Third, we use the estimation results to generate both a set of probabilities that a particular team reaches a particular stage of the tournament, up to and including the championship, and a modal—that is, single most likely—forecast for the outcome of each match, which we then run forward through the tournament until the final.
Our probabilities are shown in Exhibit 1. The model says that France has a 23% probability of winning the trophy, followed by Germany at 20%, Spain at 14%, and England at 11%. Although Germany has the highest Elo rating, France is favored because of its home advantage.
Exhibits 2 and 3 provide a different perspective by showing the modal prediction for the entire tournament. There are some interesting contrasts with the probabilities in Exhibit 1. For example, Exhibit 1 says that Germany is more likely than Spain to win the tournament because it is more likely to succeed across the entire range of possible tournament configurations. But Exhibit 3 says that in the single most likely case, Spain beats England in Semifinal 1, France beats Germany in Semifinal 2, and France then wins the final—i.e., Germany finishes behind Spain.
Which approach is better, the probabilistic one in Exhibit 1 or the modal one in Exhibits 2 and 3? A modal forecast does have the advantage of being more “crisp.” The sentence “Goldman Sachs says France will win” has a better ring to it than “Goldman Sachs says France has a 23% probability of winning, with Germany close behind.” Nevertheless, we think that a probabilistic approach is more useful—for predicting the outcome of football tournaments and, increasingly, for our day-to-day work on economic forecasting.
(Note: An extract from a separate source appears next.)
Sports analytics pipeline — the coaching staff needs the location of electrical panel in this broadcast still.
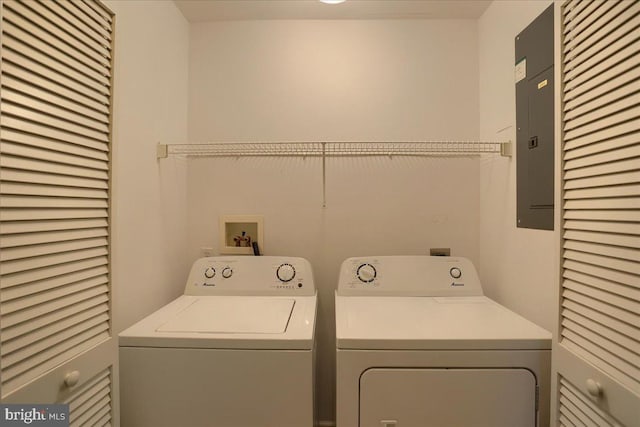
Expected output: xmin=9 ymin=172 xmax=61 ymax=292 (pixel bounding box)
xmin=515 ymin=5 xmax=554 ymax=230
Exhibit 4 provides more insight into the results by breaking down the probabilities of winning for the top four teams in a “waterfall chart” format. It shows that the most important factor is the Elo score, followed by home advantage and the European Championship dummy. The chart illustrates that the front-runner position for France derives largely from its home advantage, as its Elo rating is well below Germany’s and also a bit below Spain’s. Meanwhile, Germany benefits from the European Championship dummy, which picks up its historically strong tournament performance.
It is difficult to assess how much faith one should have in these predictions. On the plus side, our approach carefully considers the stochastic nature of the tournament using statistical methods, and we do think that the Elo rating—the most important input into our analysis—is a compelling summary of a team’s track record. On the minus side, we ignore a number of potentially important factors that are difficult to summarize statistically, including the quality of the individual players unless they are reflected in the team’s recent track record. And there is no room for human judgment (which may not be such a bad thing given that none of us are really football experts but some are enthusiastic Germany supporters).
One useful cross-check is to compare our results with bookmakers’ odds. Exhibit 5 plots our estimated championship probability against the average probability implied by the odds offered by five different bookmakers. The basic result is clear. Even though our model does not include bookmakers’ odds in any way, the probabilities are quite similar. A possible reason is that professional betting firms use many of the same inputs—such as Elo ratings—in their analysis and that they process the information in ways that are ultimately similar to ours.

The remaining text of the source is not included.